John Witherspoon was born a few miles from Edinburgh in 1722. He descended from John Knox, the Scottish reformer. His father was the minister of the parish of Yester. He was eminent for his piety and habit of great accuracy in his writings and discourses.
At an early age, Witherspoon attended the public school at Haddington, where he excelled. At the age of fourteen, he moved to the University of Edinburgh. He distinguished himself as a rapid learner with great discipline. In theology, he displayed an understanding of sacred criticism, precision of thought, and clarity. At the age of twenty-one, he finished his collegiate studies and started preaching.
Witherspoon was offered a position in his father’s parish, but he accepted Beith’s parish in the west of Scotland. The parish of Beith ordained him by unanimous consent. Soon afterward, the battle of Falkirk occurred. The rebels arrested and incarcerated Witherspoon and several other spectators in the castle of Doune. Eventually, the rebels released Witherspoon.
Witherspoon moved to a large parish in Paisley.

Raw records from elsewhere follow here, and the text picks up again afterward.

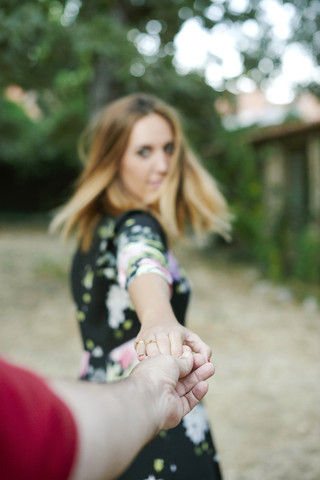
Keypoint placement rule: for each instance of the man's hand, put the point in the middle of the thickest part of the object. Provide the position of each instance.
(174, 385)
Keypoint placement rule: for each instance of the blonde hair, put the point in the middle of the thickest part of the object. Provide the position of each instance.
(188, 194)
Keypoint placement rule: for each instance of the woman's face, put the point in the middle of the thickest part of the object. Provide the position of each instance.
(145, 163)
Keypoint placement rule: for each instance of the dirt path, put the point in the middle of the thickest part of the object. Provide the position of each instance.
(264, 399)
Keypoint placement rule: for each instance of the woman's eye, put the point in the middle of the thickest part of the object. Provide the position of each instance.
(144, 152)
(169, 148)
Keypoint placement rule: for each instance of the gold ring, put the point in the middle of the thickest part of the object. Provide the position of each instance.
(136, 343)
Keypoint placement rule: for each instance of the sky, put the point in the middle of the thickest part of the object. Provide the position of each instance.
(216, 51)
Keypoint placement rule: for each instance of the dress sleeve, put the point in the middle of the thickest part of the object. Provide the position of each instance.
(141, 248)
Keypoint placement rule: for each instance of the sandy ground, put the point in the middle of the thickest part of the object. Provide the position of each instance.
(263, 401)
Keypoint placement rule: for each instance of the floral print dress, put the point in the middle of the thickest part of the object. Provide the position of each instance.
(122, 248)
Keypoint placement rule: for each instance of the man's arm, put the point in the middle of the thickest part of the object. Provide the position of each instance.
(116, 421)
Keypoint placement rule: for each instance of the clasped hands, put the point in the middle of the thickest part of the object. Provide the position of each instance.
(177, 364)
(169, 338)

In 1766, the College of New Jersey elected Witherspoon as their next president. Unfortunately, his family disapproved of moving to America, so he declined the position. The college asked Richard Stockton, who was in Scotland at the time, to speak to Witherspoon. Stockton was able to persuade Witherspoon to accept the presidency of the college.
Witherspoon arrived in America in August 1768. His reputation caused enrollment and the finances of the college to increase dramatically. He made significant changes in every department of the college. Witherspoon reformed the courses of history and composition.
The outbreak of the Revolutionary War broke up the college. Teachers and students joined the war effort. During this time, Witherspoon became such a proponent of the American cause that New Jersey appointed him to the Continental Congress.
During the debate on making a declaration of independence, one delegate said that the country was not ripe for a declaration of independence. Witherspoon retorted: “Sir, in my judgment, the country is not only ripe but rotting.”
Witherspoon represented New Jersey in the Congress throughout the war. He served on many committees, where his judgment and experience were of great importance. He seldom took part in public measures discussions until he settled his ideas on the subject. He would then express his position with such clarity that even his opponents hesitated.
Witherspoon retired from Congress and the college in 1779. But his retirement was short-lived. New Jersey elected him as a representative to Congress in 1781. In 1783, the College of New Jersey convinced him to represent the college in England to prospective students and donors.
He was an affectionate husband and a tender parent. He was married twice. He married his first wife in Scotland. At the time of his emigration to America, he had three sons and two daughters. James, his eldest son, was killed in the battle of Germantown. John became a physician, and David, an attorney. Of the daughters, one married Samuel Smith, the successor of Dr. Witherspoon in the presidency of’ the college. The other married a celebrated historian, Dr. Ramsay. Witherspoon’s second marriage occurred when he was seventy years old; the lady he married was only twenty-three.
Personally, Witherspoon was a faithful Christian. Besides his daily devotions, he observed a day of fasting and prayer on the last day of every year.
Two years before his death, Witherspoon suffered the loss of sight. This began a series of other physical infirmities. He bore these infirmities with cheerfulness. His mind, however, remained sharp and active. Even though he was blind and had to be led to the pulpit, he preached every chance he afforded him. Finally, on November 15, 1794, Witherspoon died at the age of seventy-three.